ところが、徳川内部もこの後色々なことが起こる。三代将軍になる徳川家光と弟の徳川忠長の確執である。忠長は家光によって切腹に追い込まれた。悲惨な話である。家光は「生まれながらの将軍」とされ、臣下にも恵まれ、徳川幕藩体制を盤石の体制にしたと評価されている。しかし自分の地位を脅かすものに対しては、たとえ自分の弟でも、無慈悲に粛清した。

色々な組織において三代目というのは、実に大切である。

「売家と唐様で書く三代目」という川柳がある。創業者が苦労して築き上げた家業を二代目が引継ぎ,苦労を知らぬ三代目が 本業を放ったらかしにして習い事にうつつを抜かし,とうとう家が傾いて売りに出す羽目になったという意味だという。「唐様」とは字体の意味で そのような字がかけるぐらい教養がある、即ち親のお蔭で教育が充分受けられたということを皮肉っているという。逆に言うと、三代目がしっかりしていればその組織はより一層発展するということである。

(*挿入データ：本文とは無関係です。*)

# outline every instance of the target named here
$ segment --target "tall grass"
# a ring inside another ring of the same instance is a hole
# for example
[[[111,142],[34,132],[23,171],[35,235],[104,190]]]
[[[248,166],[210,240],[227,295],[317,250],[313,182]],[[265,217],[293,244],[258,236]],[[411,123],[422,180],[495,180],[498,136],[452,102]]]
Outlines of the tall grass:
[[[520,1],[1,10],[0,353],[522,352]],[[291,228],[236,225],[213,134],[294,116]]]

徳川幕府は、三代目がしっかりしていたので、その後も長く続いたということであろうか。そう言えば、創価学会も三代目の池田大作の時代に大発展を遂げた。他にも三代目がその組織を発展させた組織がある。

何故こんなことを書くかというと、生長の家という宗教団体は、三代目の谷口雅宣によって累卵の危機を迎えているからである。雅宣は、創始者の説いた國體論・大東亜戦争論を隠蔽し、教団そのものを変質させてしまった。創始者の時代からの多くの幹部や信徒が離反している。そして雅宣氏による教義の隠ぺいや教団運営の在り方を批判している。その結果、根本教典たる谷口雅春氏著『生命の實相』『甘露の法雨』も教団直属の出版社から出すことが出来なくなるという危機を迎えている。そればかりではなく、谷口雅宣は徳川家光の悪いところだけはよく似ていて、自分の姉や弟たちを教団から事実上追放した。

生長の家という愛国教団が三代目の不行跡によって衰退していくのは誠に残念である。しかし、谷口雅春氏の遺志を継承する人々によって新たなる動きが起こってきつつある。